My tendency is to look at a work as a whole, with each image as a word or sentence of the narrative. This of course shifts the pressure away from finding that perfect image — the decisive moment — towards the complete work itself. But this approach can lead to sloppiness and Maeda’s work reminds me of the importance of the individual image.

Kusumoto explains what he means by the haiku:

[the purpose] is to observe the subject, to scrutinize and feel it until we are able to penetrate to its true nature. When we do so we find truth is different than reality. The truth is not reality; it is instead, what we find when we break through the husk of external form and pierce the essence of a thing.   To put it in another way, finding the truth means shaking up the reality that lies behind the actuality of the subject.

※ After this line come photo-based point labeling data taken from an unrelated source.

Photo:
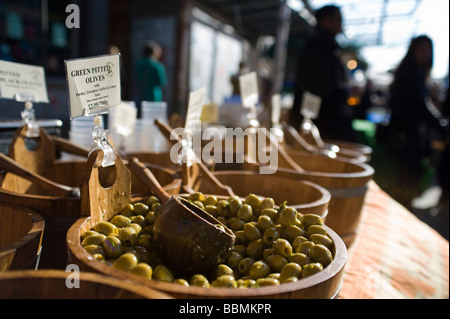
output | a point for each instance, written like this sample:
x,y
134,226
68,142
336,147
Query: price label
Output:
x,y
124,120
22,82
310,105
248,84
195,107
276,107
94,84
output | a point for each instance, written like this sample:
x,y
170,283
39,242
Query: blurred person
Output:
x,y
151,75
321,72
414,116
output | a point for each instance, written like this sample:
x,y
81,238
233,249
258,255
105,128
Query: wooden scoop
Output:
x,y
192,240
188,178
9,165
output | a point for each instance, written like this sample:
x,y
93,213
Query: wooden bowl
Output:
x,y
325,284
52,284
305,196
61,212
21,231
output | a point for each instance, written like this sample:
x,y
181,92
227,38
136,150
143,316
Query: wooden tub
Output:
x,y
52,284
21,231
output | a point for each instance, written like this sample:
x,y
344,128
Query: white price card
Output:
x,y
195,107
124,120
310,105
276,107
94,84
22,82
248,84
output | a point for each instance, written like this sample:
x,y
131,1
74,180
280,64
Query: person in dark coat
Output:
x,y
321,72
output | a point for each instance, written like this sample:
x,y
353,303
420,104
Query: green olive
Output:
x,y
255,249
223,270
311,219
94,249
199,281
305,247
251,231
316,229
95,239
292,232
246,283
253,200
88,233
297,242
276,262
125,262
290,270
181,281
225,281
270,235
137,228
311,269
282,247
261,282
244,265
271,212
143,270
235,204
145,240
267,202
152,200
141,209
321,254
259,269
236,223
196,196
128,210
245,212
106,228
287,217
162,273
300,258
112,246
321,239
222,208
265,222
210,200
150,217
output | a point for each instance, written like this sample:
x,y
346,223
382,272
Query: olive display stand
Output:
x,y
59,212
98,204
347,183
21,231
295,141
52,284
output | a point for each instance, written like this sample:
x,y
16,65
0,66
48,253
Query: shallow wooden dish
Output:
x,y
304,196
323,285
51,284
21,231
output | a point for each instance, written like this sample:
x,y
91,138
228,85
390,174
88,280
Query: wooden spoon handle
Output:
x,y
147,177
171,136
65,145
9,165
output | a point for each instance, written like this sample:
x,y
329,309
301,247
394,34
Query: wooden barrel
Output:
x,y
61,212
323,285
59,284
347,183
21,231
303,195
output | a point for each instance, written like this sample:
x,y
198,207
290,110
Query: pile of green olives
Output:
x,y
274,245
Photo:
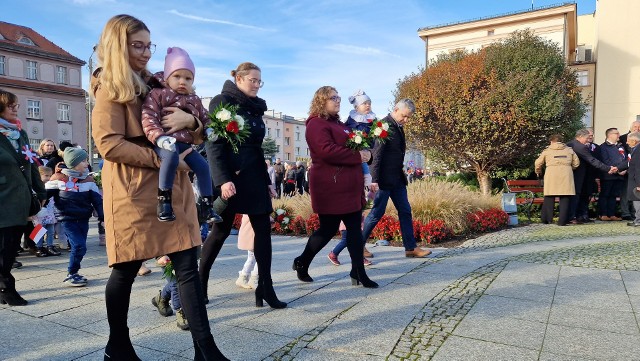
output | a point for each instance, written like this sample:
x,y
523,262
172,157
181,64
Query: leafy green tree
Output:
x,y
493,109
269,147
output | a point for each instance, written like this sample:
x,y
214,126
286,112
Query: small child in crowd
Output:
x,y
168,297
47,219
76,196
360,118
174,88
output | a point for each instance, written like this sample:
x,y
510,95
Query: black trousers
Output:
x,y
328,228
546,213
9,242
220,231
118,294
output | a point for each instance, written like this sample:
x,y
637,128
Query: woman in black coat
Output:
x,y
243,180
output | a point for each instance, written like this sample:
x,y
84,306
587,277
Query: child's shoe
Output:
x,y
75,280
253,281
207,214
162,304
243,280
165,210
181,321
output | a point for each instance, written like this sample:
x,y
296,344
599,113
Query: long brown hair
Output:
x,y
319,102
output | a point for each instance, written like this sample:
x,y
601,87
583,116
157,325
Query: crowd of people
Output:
x,y
144,126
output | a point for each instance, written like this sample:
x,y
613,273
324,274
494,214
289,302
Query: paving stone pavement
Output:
x,y
538,292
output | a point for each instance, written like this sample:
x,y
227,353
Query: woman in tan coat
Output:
x,y
559,161
130,181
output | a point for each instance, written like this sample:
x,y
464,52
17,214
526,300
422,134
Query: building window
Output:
x,y
32,70
61,75
583,77
63,112
33,109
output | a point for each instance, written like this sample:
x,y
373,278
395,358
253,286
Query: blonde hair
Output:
x,y
243,70
120,83
319,102
45,141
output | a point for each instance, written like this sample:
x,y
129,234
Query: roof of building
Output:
x,y
498,16
26,40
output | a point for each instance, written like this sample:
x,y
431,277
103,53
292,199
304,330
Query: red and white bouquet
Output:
x,y
226,123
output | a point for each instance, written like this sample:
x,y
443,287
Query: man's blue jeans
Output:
x,y
76,232
401,202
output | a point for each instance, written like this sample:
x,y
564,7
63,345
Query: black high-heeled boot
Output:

There is a lot to unpack in that quote, but in essence Kusumoto is saying you can’t judge a book by its cover. This is the essence of documentary photography and the challenge observed by Barthes and Berger.

Wikipedia offers another perspective on haiku that helped me understand its manifestation in the photograph, as the “juxtaposition of two images or ideas…” This insight resonates when going through Maeda’s photography; each image contains one or more juxtapositions of two things, such as: light and dark; focus and blur; colour and not; cold and warm; solid and liquid; smooth and rough, among many more opposites. This conceptual form of composition annotates the usual physical relationships found in western composition theory. As such, it creates another dimension of contrast between physical and concept; may be a means to connect a physical thing with meaning or the relationship between husk and essence.

Each photograph in the collection is beautiful, and while beauty in the documentary style is often rejected as it is thought to detract from the substance of the work, Robert Adams submits in Art Can Help, “Beauty implies hope.” I like hope.